The presence of other studies that didn’t show the same significant results weighs against it, but on the other hand such cases are certainly not unheard of with respect to associations that turn out to be real. The Cochrane Collaboration’s logo comes from a forest plot of results for whether an injection of corticosteroids reduce the chance of early death in premature birth. Five out of seven studies failed to achieve statistical significance, but when their evidence was taken together, it achieved very high signficance, and further research since suggests a reduction of mortality rate between 30-50%.
While a study of the sort linked above certainly doesn’t establish the truth of its findings with the confidence of its statistical significance, “never believe studies like this” doesn’t leave you safe from a treatment-of-evidence standpoint, because even in the case of a real association, the data are frequently going to be messy enough that you’d be hard pressed to locate it statistically. You don’t want to set your bar for evidence so high that, in the event that the association were real, you couldn’t be persuaded to believe in it.
You can’t make an educated guess that a combination of multiple factors is no greater than the sum of their individual effects, and indeed, when you’re talking about disease states, this is the OPPOSITE of what you should assume. The harm done to your body taxes its ability to deal with harm; the more harm you apply to it, whatever the source, the worse things get. Your body only has so much ability to fight off bad things happening to it, so if you add two bad things on top of each other, you’re actually likely to see harm which is worse than the sum of their effects because part of each of the effects is naturally masked by your body’s own repair mechanisms.
On the other hand, you could have something where the negative effects of each of the things counteracts each other.

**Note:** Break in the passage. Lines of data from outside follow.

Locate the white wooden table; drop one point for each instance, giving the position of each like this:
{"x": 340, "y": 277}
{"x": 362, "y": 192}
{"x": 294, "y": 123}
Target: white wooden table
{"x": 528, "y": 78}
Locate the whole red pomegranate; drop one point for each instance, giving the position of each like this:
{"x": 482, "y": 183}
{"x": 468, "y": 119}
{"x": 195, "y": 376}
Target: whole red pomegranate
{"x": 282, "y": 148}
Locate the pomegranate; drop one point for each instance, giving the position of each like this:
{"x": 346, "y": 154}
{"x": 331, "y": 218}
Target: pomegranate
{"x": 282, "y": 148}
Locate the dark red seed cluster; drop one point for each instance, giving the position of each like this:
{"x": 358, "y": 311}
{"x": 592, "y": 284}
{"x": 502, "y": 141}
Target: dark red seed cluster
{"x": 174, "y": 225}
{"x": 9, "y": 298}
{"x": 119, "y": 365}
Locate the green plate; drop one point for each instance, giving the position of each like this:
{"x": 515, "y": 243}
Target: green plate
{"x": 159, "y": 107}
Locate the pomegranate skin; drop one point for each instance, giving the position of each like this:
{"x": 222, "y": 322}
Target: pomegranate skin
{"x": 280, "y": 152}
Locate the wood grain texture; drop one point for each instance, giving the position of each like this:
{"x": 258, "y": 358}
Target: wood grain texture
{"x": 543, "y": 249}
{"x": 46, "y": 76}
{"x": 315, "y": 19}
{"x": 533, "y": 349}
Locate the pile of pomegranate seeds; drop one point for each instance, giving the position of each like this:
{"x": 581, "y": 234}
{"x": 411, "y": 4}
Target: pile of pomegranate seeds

Moreover (and worse), you’re assuming you have any independent data to begin with. Given that there is a correlation between smoking and red meat consumption, your smoking numbers are already suspect, because we’ve established that the two are not independent variables.
In any event, guessing is not science, it is nonsense. I could guess that the impact of the factors was greater than the sum of the parts, and get a different result, and as you can see, it is perfectly reasonable to make that guess as well. That’s why it is called a guess.
When we’re doing analysis, guessing is bad. You guess BEFORE you do the analysis, not afterwards. All you’re doing when you “guess” how large the impact is, is manipulating the data.
That’s why control groups are so important.
Regarding glucocorticosteroid use in pregnancy, there actually is quite a bit of debate over whether or not their use is actually a good thing due to the fact that cortiocosteroids are tetratogens.
And yes, actually, it is generally better not to believe in true correlations than it is to believe in false ones. Look at all the people who are raising malnourished children on vegan and vegetarian diets.
Well, there’s certainly no shortage of evidence that it’s unhealthy for children to be malnourished, so that amounts to defying one true correlation in favor of the possibility of another.
Supposing that there were a causative relation between red meat consumption and mortality, with a low effect size, under what circumstances would you be persuaded to believe in it?